Los ciberataques basados en inteligencia artificial crecieron un 63% en 2024 (McKinsey Digital Security Report). Las pymes son el objetivo favorito: el 43% de los ataques van contra negocios de menos de 50 empleados (INE, 2024). La mayoría fracasan por errores humanos básicos, no por falta de tecnología.
Subestimar al enemigo (y pensar que no te va a tocar)
Este es el error número uno. El más común. El que yo mismo cometí durante años.

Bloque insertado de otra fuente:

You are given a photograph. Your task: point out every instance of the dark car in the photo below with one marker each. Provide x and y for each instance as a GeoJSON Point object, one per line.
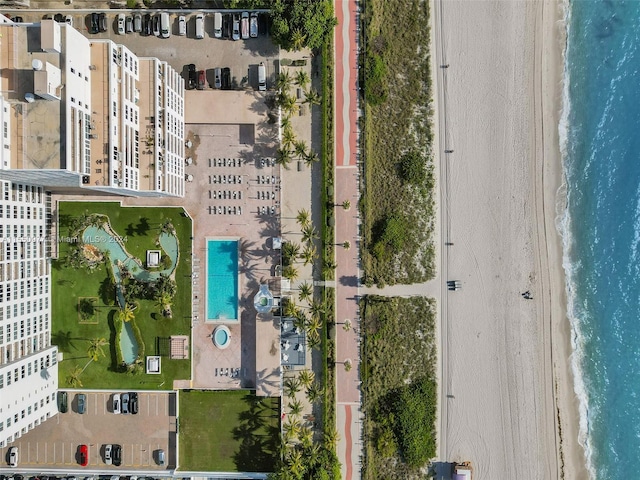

Cuando montas un negocio pequeño, piensas: “¿Quién va a querer atacarme a mí? No soy ni el Banco de España ni una multinacional farmacéutica”. Y tienes razón en parte. No eres un objetivo prioritario para un ataque dirigido con un equipo de hackers sentados en una habitación oscura. Pero eres el objetivo perfecto para un ataque automatizado que barre miles de direcciones IP y busca la más vulnerable.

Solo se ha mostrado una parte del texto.